Subject: Re: [boost] [sort] Timsort review reminder
From: Pete Bartlett (pete_at_[hidden])
Date: 2017-06-07 14:44:18
On 7 Jun 2017, at 13:31, Niall Douglas via Boost <boost_at_[hidden]> wrote:
>> Francisco and I are in the middle of rewriting the docs for the Sort
>> library. Integrating Timsort in there once done will be relatively simple.
> I really wish you'd supplied that single page already. New Boost code is
> supposed to come with documentation.
>> I'll be honest here: I personally would have felt this pull request
>> better reviewed and handled by Boost.Sort's maintainer. It's too small
>> and limited for a full fat review by the entire community unless there
>> is something very controversial about it and the maintainer feels the
>> community needs to invest a week into thinking about this.
>> I would prefer a mini-review myself (as I agreed to do when adding new
>> algorithms to the collection).but Ronald suggested I do a full review.
>> My main questions are: Does anyone care about Timsort?
> My sole experience with Timsort was many years ago when I was confounded
> by some Python code I was writing where a sort was not scaling with
> input as it should have done (it was considerably better than N log N,
> and I couldn't see how that was possible).
> So yes, Timsort should be in C++, preferably with std::sort() doing it
> automatically when the to be sorted set is big enough to make it
> worthwhile. Exactly where than cutoff is is very hard to estimate though
I agree that TimSort should be in Boost. But it isn't just a matter of size - TimSort excels when the input is already mostly-sorted at the possible cost in the case when it is really unsorted. Of course std::sort has to work for everything without being told ahead of time whether it is mostly sorted or not. So it would be great to be explicitly choose TimSort from Boost.Sort when I /do/ know that.
> And I haven't looked at the implementation, a big worry would be
> exception safety and guarantees
I took a brief look at the pull request. Apologies if I wasn't looking at the latest code but brief comments:
- Tests didn't appear to cover custom comparator cases at all.

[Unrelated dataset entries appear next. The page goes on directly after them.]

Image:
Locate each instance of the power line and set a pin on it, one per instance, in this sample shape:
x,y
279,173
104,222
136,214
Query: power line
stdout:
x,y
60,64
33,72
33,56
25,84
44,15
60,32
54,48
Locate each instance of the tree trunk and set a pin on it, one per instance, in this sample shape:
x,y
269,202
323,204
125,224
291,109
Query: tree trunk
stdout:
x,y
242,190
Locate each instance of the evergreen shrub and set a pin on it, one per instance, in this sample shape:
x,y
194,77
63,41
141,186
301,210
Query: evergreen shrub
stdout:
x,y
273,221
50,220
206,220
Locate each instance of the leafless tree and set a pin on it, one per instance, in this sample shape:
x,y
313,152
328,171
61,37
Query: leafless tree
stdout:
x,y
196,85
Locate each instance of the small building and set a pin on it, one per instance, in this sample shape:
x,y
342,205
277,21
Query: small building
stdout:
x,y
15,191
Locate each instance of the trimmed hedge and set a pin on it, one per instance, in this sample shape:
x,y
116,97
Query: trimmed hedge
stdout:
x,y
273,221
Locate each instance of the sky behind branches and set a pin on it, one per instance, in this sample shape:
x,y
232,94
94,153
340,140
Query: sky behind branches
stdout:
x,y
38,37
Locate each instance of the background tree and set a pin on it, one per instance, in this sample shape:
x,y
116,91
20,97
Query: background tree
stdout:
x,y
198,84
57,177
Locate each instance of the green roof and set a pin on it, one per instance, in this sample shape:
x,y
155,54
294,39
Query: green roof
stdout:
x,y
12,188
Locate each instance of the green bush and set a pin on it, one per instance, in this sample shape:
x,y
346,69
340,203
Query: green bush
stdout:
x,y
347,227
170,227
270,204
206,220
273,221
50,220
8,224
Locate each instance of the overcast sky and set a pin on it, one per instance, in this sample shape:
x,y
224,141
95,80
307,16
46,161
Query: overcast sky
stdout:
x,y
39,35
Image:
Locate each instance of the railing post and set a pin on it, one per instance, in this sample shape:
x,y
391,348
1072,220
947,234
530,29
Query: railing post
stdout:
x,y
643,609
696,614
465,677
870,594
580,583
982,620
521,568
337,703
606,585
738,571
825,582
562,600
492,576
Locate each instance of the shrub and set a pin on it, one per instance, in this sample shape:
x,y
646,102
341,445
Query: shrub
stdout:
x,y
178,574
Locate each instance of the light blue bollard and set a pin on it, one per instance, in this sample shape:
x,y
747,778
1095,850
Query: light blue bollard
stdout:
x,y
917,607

- Corner case tests give misleading re-assurance. They test for the zero and one element cases, but these are irrelevant for TimSort - very small inputs automatically fall through to a simple sort. You need to test the real boundaries (around 32 elements?)
- Given users are only going to use this to squeeze performance, why are the internal vectors tmp_ and pending_ hard-coded to std::allocator<T> - the user may want to provide an alternate allocator or even a completely separate workspace - he may have an existing workspace that can be re-used - should this be a customisation point?
- Documentation needs to give some comparison against some popular std::sort implementations. Against which and for what data is TimSort more performant?